Talking with my girlfriend about this dataset, she asked me: “can you visualize somehow every time they say ‘That’s what she said’?”. I had to figure out how.

I’ve decided to make a strip plot with some jitter (randomness) applied to avoid overlapping.

As always, click to see the code.
thats_what_she_said <- dialogs_raw %>% 
  filter(str_detect(text, regex("That's what she said", ignore_case = T))) #the ignore case is there because without it I got 26 lines, ignoring the 7 lines where 'that's what she said' was written in caps lock or in some strange way 

thats_what_she_said <- dialogs_raw %>% 
  select(index, season, episode, character, text) %>% 
  mutate(phrase = ifelse(str_detect(text, regex("That's what she said", ignore_case = T)), T, F), 
         label = glue::glue(" Season {season} "))

thats_what_she_said %>% 
  ggplot(aes(episode, 1)) +
  geom_point(color = "grey10", alpha = .05, position = position_jitter(seed = 2021, width = 1)) + #seed is there to have always the same randomness
  geom_point(data = filter(thats_what_she_said, phrase == T), aes(episode, 1), shape = 21, fill = "red", color = "white", position = position_jitter(seed = 2021, width = 0, height = .2), size = 3) +
  facet_wrap(~ label, scales = "free") +
  scale_x_continuous(expand = c(0.01, 0.01)) + # I love you expand feature, I really do
  scale_y_continuous(expand = c(0.01, 0.01)) +
  labs(x = "Episode", 
       y = "", 
       title = "Every <span style='color: red'>'That's what she said'</span> in The Office",
       subtitle = "Every point is a line said by one character.The y axis is just jitter.",
       caption = "Data from the R package 'schrute'") +
  theme(axis.ticks.y = element_blank(),
        axis.text.y = element_blank(),
        plot.title = element_markdown(hjust = .5, size = rel(3)),
        plot.title.position = 'panel',
        plot.subtitle = element_text(size = rel(1), color = "gray50", hjust = 0),
        axis.title.x = element_text(margin = margin(t = 10)),
        plot.caption = element_text(color = "gray50"),
        panel.grid.major.y = element_blank(),
        panel.grid.minor.y = element_blank(),
        plot.background = element_rect(fill = "#fafaf5", color = "#fafaf5"),
        strip.text = element_text(size = rel(2), face = "italic"),
        plot.margin = margin(10, 25, 10, 25))

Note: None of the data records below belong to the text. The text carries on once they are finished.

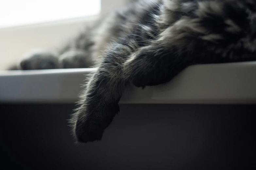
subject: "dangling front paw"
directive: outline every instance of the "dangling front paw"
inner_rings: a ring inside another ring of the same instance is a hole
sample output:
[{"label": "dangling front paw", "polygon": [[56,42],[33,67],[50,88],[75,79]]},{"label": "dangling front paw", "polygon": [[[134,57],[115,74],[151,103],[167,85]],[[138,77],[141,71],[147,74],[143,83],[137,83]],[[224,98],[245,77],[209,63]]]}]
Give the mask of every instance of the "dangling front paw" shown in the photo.
[{"label": "dangling front paw", "polygon": [[41,70],[61,68],[61,66],[56,54],[39,51],[27,55],[22,60],[18,67],[21,70]]},{"label": "dangling front paw", "polygon": [[105,129],[119,111],[117,104],[104,106],[98,103],[80,106],[72,116],[73,133],[79,142],[100,140]]}]

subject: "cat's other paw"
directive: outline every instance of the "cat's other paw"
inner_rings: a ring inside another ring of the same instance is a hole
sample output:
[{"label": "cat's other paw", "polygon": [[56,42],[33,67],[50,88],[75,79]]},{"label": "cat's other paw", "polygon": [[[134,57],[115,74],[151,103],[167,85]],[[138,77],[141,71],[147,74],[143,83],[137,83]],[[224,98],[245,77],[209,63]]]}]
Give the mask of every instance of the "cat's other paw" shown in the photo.
[{"label": "cat's other paw", "polygon": [[57,55],[49,52],[38,51],[24,57],[18,67],[21,70],[41,70],[61,68]]},{"label": "cat's other paw", "polygon": [[70,50],[60,56],[59,62],[63,68],[88,68],[93,65],[90,55],[83,50]]},{"label": "cat's other paw", "polygon": [[111,106],[98,104],[80,106],[72,116],[70,122],[77,142],[86,143],[100,140],[105,129],[119,111],[117,103]]}]

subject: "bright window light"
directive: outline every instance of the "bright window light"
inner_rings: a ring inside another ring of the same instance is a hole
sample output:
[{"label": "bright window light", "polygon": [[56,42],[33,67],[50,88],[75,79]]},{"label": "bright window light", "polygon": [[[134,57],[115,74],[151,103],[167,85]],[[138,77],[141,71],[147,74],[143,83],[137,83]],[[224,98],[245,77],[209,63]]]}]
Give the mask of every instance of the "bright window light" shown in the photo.
[{"label": "bright window light", "polygon": [[0,1],[0,28],[94,15],[100,12],[100,0]]}]

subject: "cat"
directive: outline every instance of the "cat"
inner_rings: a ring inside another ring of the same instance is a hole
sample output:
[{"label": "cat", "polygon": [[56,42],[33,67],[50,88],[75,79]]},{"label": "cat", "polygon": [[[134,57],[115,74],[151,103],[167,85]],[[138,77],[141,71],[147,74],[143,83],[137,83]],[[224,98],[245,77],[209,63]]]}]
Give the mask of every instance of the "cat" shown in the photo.
[{"label": "cat", "polygon": [[[129,84],[144,88],[164,83],[192,65],[256,60],[256,0],[137,1],[102,20],[76,39],[73,49],[63,50],[78,49],[82,58],[100,56],[91,64],[97,70],[70,120],[78,142],[101,140]],[[94,38],[97,32],[104,36]],[[52,66],[65,65],[59,60]]]}]

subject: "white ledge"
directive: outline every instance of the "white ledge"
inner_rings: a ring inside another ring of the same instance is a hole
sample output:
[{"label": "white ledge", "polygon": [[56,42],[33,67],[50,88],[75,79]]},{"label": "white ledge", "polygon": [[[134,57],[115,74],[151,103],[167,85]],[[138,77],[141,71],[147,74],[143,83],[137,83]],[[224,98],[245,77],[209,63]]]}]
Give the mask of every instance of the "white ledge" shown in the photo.
[{"label": "white ledge", "polygon": [[[73,103],[94,68],[0,71],[0,102]],[[120,103],[256,104],[256,62],[196,65],[172,81],[124,92]]]}]

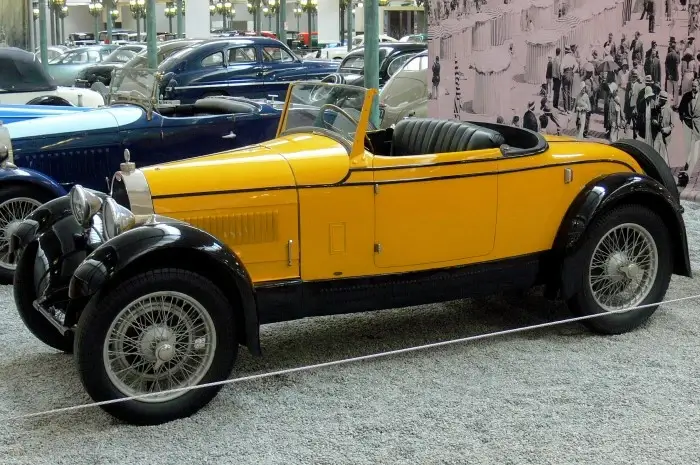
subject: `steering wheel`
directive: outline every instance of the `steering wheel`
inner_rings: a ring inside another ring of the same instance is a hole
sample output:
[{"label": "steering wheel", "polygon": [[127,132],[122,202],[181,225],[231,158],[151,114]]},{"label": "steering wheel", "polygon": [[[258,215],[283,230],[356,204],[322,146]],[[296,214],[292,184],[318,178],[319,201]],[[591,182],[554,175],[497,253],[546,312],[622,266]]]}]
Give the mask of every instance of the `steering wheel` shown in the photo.
[{"label": "steering wheel", "polygon": [[[331,123],[327,122],[323,118],[323,114],[324,114],[325,110],[327,110],[327,109],[333,110],[336,113],[343,115],[345,118],[347,118],[351,122],[355,123],[355,127],[360,126],[360,123],[355,118],[350,116],[350,114],[347,111],[343,110],[342,108],[340,108],[337,105],[333,105],[332,103],[326,103],[326,104],[323,104],[319,107],[318,116],[316,116],[316,122],[323,124],[324,126],[326,126],[327,129],[330,129],[330,130],[335,129],[336,131],[339,131],[339,128],[333,126]],[[372,146],[372,141],[367,136],[367,132],[365,132],[365,145],[367,146],[367,149],[370,152],[374,153],[374,146]]]},{"label": "steering wheel", "polygon": [[325,100],[326,97],[331,93],[333,89],[327,86],[317,86],[309,94],[309,101],[318,102],[319,100]]}]

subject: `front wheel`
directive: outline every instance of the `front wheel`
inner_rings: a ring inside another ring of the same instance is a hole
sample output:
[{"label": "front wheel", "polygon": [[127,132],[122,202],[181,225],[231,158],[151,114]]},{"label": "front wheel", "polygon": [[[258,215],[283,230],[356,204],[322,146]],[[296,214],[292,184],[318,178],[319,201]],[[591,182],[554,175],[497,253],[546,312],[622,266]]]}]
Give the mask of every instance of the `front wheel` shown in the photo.
[{"label": "front wheel", "polygon": [[[617,207],[596,220],[565,276],[576,280],[568,299],[578,315],[594,315],[663,300],[673,270],[663,220],[640,205]],[[575,267],[575,269],[573,269]],[[583,320],[593,331],[621,334],[646,322],[658,305]]]},{"label": "front wheel", "polygon": [[30,186],[9,186],[0,193],[0,281],[11,282],[17,264],[10,260],[10,237],[17,226],[52,197]]},{"label": "front wheel", "polygon": [[75,335],[80,378],[96,402],[132,424],[188,417],[220,386],[164,392],[226,379],[238,350],[229,301],[208,279],[179,269],[148,271],[96,296]]}]

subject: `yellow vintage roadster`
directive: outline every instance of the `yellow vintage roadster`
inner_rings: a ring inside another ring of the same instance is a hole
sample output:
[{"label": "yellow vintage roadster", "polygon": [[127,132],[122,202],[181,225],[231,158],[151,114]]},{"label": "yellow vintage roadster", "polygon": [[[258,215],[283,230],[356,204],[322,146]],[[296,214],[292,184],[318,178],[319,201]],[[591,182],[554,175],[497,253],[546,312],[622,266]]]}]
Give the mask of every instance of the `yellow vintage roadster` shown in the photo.
[{"label": "yellow vintage roadster", "polygon": [[[198,411],[259,326],[543,285],[601,333],[691,276],[673,177],[647,145],[405,119],[374,90],[296,83],[278,137],[76,186],[11,238],[15,301],[74,352],[95,401],[157,424]],[[608,314],[606,314],[608,313]]]}]

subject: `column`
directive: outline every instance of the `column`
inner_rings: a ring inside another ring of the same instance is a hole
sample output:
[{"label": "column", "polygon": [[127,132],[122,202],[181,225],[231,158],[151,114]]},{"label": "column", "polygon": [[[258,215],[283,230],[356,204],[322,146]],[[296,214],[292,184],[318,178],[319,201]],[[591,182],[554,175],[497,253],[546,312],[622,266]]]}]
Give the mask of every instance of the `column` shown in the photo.
[{"label": "column", "polygon": [[209,0],[187,0],[185,8],[187,10],[183,18],[185,23],[183,35],[197,38],[209,37],[211,35],[209,30]]},{"label": "column", "polygon": [[[380,15],[381,15],[381,13],[380,13]],[[353,35],[357,34],[358,32],[365,32],[364,18],[365,18],[365,7],[363,4],[362,8],[355,8],[355,32]],[[381,32],[380,32],[380,34],[381,34]]]},{"label": "column", "polygon": [[[352,14],[352,13],[350,13]],[[318,40],[337,41],[340,37],[340,2],[320,1],[318,2],[318,16],[316,28],[318,30]],[[359,22],[359,21],[356,21]]]}]

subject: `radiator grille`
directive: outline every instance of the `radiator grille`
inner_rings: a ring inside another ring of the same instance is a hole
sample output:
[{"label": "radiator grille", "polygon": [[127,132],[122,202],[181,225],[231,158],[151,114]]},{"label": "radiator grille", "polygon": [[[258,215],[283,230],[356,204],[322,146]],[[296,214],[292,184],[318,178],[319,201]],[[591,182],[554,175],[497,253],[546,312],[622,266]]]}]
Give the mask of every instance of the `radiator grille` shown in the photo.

ggsave(here::here("plots", "That's what she said.pdf"), width = 15, height = 9, device = cairo_pdf)

path <- here::here("plots", "That's what she said")
pdftools::pdf_convert(pdf = glue::glue("{path}.pdf"), 
                      filenames = glue::glue("{path}.png"),
                      format = "png", dpi = 200)



I think I’m quite pleased with the result.